New Jersey’s $70 billion state pension, which launched its alternatives programme in 2005, is considering putting a big offering of private equity stakes on the secondaries market as a way to cut down on the number of funds it manages.
The state’s Division of Investment is in the very early stages of planning out a sale and has not yet selected which funds would be part of a secondaries offering, sources told PEI. The offering could include as much as $1 billion-worth of private equity holdings, according to one market source.
New Jersey declined to comment.
New Jersey is considering hiring a broker for the sale, sources said, including UBS, Cogent Partners or Credit Suisse, though Credit Suisse may have some conflicts that would prevent the bank from participating. New Jersey has several specialised private equity accounts with Credit Suisse. UBS, Credit Suisse and Cogent declined to comment.

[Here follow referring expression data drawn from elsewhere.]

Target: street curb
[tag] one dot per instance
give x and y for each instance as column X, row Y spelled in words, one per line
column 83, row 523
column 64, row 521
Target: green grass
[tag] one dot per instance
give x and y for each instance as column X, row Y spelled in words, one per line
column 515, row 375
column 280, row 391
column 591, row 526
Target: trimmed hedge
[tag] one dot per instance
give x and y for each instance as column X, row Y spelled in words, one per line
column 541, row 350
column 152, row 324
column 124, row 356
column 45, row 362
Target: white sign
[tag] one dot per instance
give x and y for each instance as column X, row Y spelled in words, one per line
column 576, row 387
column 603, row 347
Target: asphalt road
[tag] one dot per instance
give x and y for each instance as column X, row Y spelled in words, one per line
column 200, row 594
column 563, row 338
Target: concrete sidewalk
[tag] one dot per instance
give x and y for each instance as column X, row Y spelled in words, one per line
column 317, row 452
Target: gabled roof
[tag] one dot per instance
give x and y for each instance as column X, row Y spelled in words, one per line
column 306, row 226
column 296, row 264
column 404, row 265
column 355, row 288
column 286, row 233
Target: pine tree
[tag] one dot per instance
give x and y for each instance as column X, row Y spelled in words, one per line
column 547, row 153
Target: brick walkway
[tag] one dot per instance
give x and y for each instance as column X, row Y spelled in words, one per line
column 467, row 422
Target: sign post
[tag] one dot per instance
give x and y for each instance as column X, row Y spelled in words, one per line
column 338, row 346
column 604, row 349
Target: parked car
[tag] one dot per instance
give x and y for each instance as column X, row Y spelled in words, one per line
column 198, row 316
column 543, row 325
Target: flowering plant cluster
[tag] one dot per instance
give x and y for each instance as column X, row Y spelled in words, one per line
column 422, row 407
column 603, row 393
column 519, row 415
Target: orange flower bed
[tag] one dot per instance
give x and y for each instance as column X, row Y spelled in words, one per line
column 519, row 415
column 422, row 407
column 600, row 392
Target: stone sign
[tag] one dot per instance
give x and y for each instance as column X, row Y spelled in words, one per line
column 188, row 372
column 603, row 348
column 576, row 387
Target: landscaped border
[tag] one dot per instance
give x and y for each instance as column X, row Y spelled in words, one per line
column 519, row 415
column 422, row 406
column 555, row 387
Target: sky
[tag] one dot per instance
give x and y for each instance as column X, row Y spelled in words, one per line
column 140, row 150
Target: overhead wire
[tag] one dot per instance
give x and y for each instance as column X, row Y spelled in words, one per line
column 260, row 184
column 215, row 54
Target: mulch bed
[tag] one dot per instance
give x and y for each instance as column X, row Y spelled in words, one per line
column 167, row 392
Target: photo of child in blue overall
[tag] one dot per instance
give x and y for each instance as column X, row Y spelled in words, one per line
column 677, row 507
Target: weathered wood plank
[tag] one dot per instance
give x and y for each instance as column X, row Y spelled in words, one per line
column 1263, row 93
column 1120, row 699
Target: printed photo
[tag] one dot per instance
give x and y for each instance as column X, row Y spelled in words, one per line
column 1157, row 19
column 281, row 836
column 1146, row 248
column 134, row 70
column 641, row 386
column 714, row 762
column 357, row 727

One person with knowledge of the pension said “nothing is imminent” and the sense is that if the state doesn’t think it can get the right prices for its holdings, it won’t sell. While no specific funds have been targeted for sale, if the pension “puts out all junk” on the market, it probably won’t like the prices buyers will be willing to pay, the person said.
The sale is an effort to cut down on the number of private equity relationships in the private equity portfolio, sources said. New Jersey is “basically looking to kick-start its programme” after making only one pure private equity commitment in two years, one secondaries source said.
The pension has formed numerous relationships since the programme launched, including with TPG, The Carlyle Group, Onex Partners, Welsh, Carson, Anderson & Stowe and JLL Partners. New Jersey also has several private equity separate accounts with Credit Suisse.
New Jersey launched its private equity programme in 2005 and committed capital at a quick pace. The pension has about $4.6 billion committed to the asset class. The pension’s target to private equity is about 7 percent, with its actual allocation at about 5.5 percent as of November 2010.
The state investment council last year preliminarily recommended increasing the overall allocation to alternatives to 38 percent from 28 percent and bumping up private equity to a 12 percent target. The new asset allocations need final approval from the council.
Several US public pensions are using the secondaries market this year to manage their private equity portfolios. The California Public Employees’ Retirement System is selling about $800 million-worth of private equity holdings, and the New Mexico’s state endowment is considering a substantial secondaries offering to trim down its manager relationships.